Successful write-in campaign by Danvers selectman sets up rematch of 2010 state representative election
Danvers Republican Daniel C. Bennett received enough write-in votes in Thursday's primary to get his name on the November ballot for state representative in the 13th Essex District.
Bennett, currently serving his second term on the Danvers Board of Selectman, will attempt to unseat Representative Ted Speliotis, a Democrat. Speliotis, also of Danvers, has represented the district since 1997 in his second stint on Beacon Hill after serving from 1979 to 1986.
"Really my supporters came out in force, I had a good showing," Bennett said in a phone interview on Friday.
Bennett lost the 2010 election to Speliotis by less than 500 votes, but when most legislative candidates began campaigning last year, he said he simply had too much on his plate to make another run. At the time, he was serving as chairman of the Board of Selectmen and had recently been elected lieutenant governor of the New England District of Kiwanis, overseeing 10 clubs and more than 360 members.
"I didn't have the time to put the effort in," Bennett said.
In the last three weeks, Bennett said Republican Tea-Party activists began approaching him asking why he was not running, and expressed interest in starting a write-in campaign. Diane Langlais, a member of the Finance Committee in Danvers, jumped on board as Bennett's campaign manager two weeks ago.

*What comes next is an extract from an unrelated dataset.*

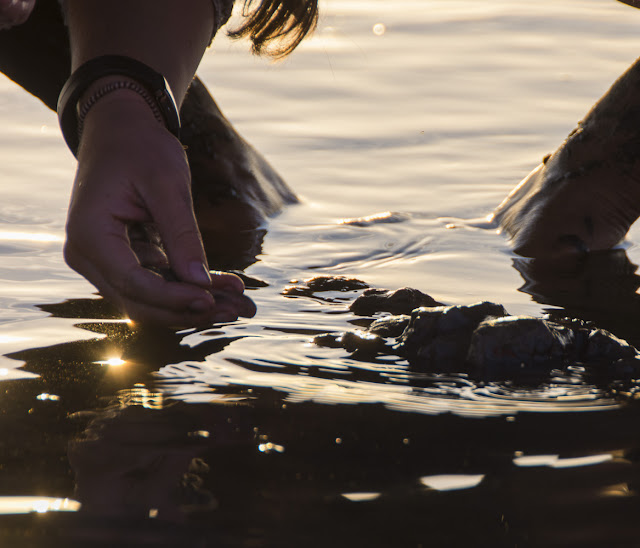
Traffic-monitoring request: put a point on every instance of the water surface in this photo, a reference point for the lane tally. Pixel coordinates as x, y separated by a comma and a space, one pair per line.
430, 109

Bennett needed 150 votes throughout the district - which is made up of Danvers, as well as precincts in West Peabody and Middleton - to get on the primary ballot.
He acknowledged the difficulty of a write-in campaign, including how procedural mistakes on the part of voters can derail it, but said he was confident he would get the votes needed. He received 217 in Danvers alone.

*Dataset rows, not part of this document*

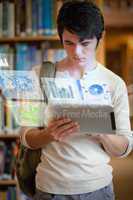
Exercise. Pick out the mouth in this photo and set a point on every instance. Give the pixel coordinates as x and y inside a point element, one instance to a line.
<point>79,59</point>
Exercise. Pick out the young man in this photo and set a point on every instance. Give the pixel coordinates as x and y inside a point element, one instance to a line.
<point>75,166</point>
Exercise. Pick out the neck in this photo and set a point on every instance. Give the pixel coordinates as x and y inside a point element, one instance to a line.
<point>88,66</point>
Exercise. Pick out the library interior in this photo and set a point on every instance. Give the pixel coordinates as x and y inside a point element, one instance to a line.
<point>28,36</point>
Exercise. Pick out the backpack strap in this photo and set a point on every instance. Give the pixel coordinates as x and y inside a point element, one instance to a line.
<point>48,69</point>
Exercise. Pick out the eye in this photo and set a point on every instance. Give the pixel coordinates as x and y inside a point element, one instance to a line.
<point>68,43</point>
<point>85,44</point>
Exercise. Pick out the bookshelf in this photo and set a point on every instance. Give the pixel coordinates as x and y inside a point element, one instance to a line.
<point>27,32</point>
<point>17,33</point>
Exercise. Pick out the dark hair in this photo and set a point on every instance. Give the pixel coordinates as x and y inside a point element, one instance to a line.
<point>83,18</point>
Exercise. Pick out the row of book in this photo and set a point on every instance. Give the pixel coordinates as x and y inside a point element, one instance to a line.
<point>22,56</point>
<point>30,17</point>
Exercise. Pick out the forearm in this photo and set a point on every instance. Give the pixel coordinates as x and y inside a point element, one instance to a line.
<point>57,130</point>
<point>114,145</point>
<point>36,138</point>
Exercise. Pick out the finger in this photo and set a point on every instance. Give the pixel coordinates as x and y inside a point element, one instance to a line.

To Speliotis, who received 2,164 votes unopposed in the Democratic primary, it came as a bit of a surprise.
"I've been in government a long time, and have never seen anyone do this before really, I mean not in my area," Speliotis said. "It's not unheard of, but it's very unusual."

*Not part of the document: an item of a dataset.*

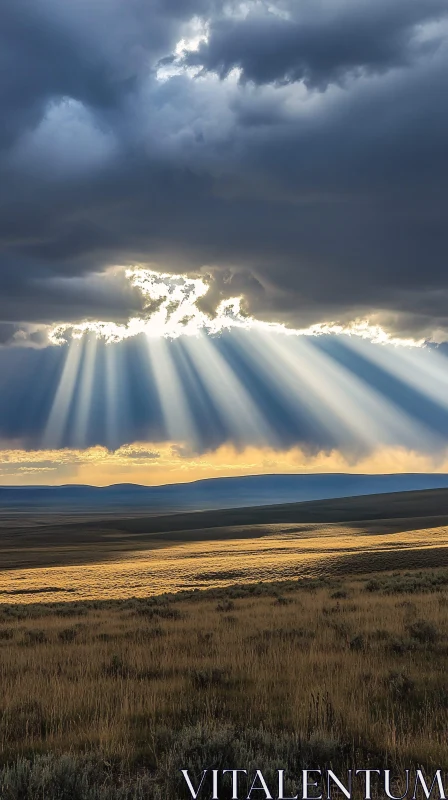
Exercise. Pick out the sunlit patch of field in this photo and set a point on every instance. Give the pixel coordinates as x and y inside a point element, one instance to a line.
<point>279,551</point>
<point>339,671</point>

Speliotis attributes his near-loss in the bid for re-election two years ago to a unique situation in which Bay State voters were dissatisfied with Democrats overall - a sentiment Speliotis says is not as strong now.
Even though Bennett came closer than anyone in the last 15 years to ousting him, Speliotis sees an opponent of any kind as a "mixed blessing."
"It gives me a greater opportunity to promote my record," Speliotis said. "It's great to be unopposed, but sometimes it's frustrating when you've had good things happen not to be able to let people know that well. In [two-person] campaigns people really pay attention...it's a great opportunity to tell the folks what you've been doing the last two years and have them focus in a little bit more."
According to Bennett, his next step before officially getting on the November ballot is to file an ethics and financial statement through the Office of Political Campaign Finance and report to the Secretary of State with certification by September 19.
"I'm going forward with that, there's no doubt about it," Bennett said. "I just need to execute."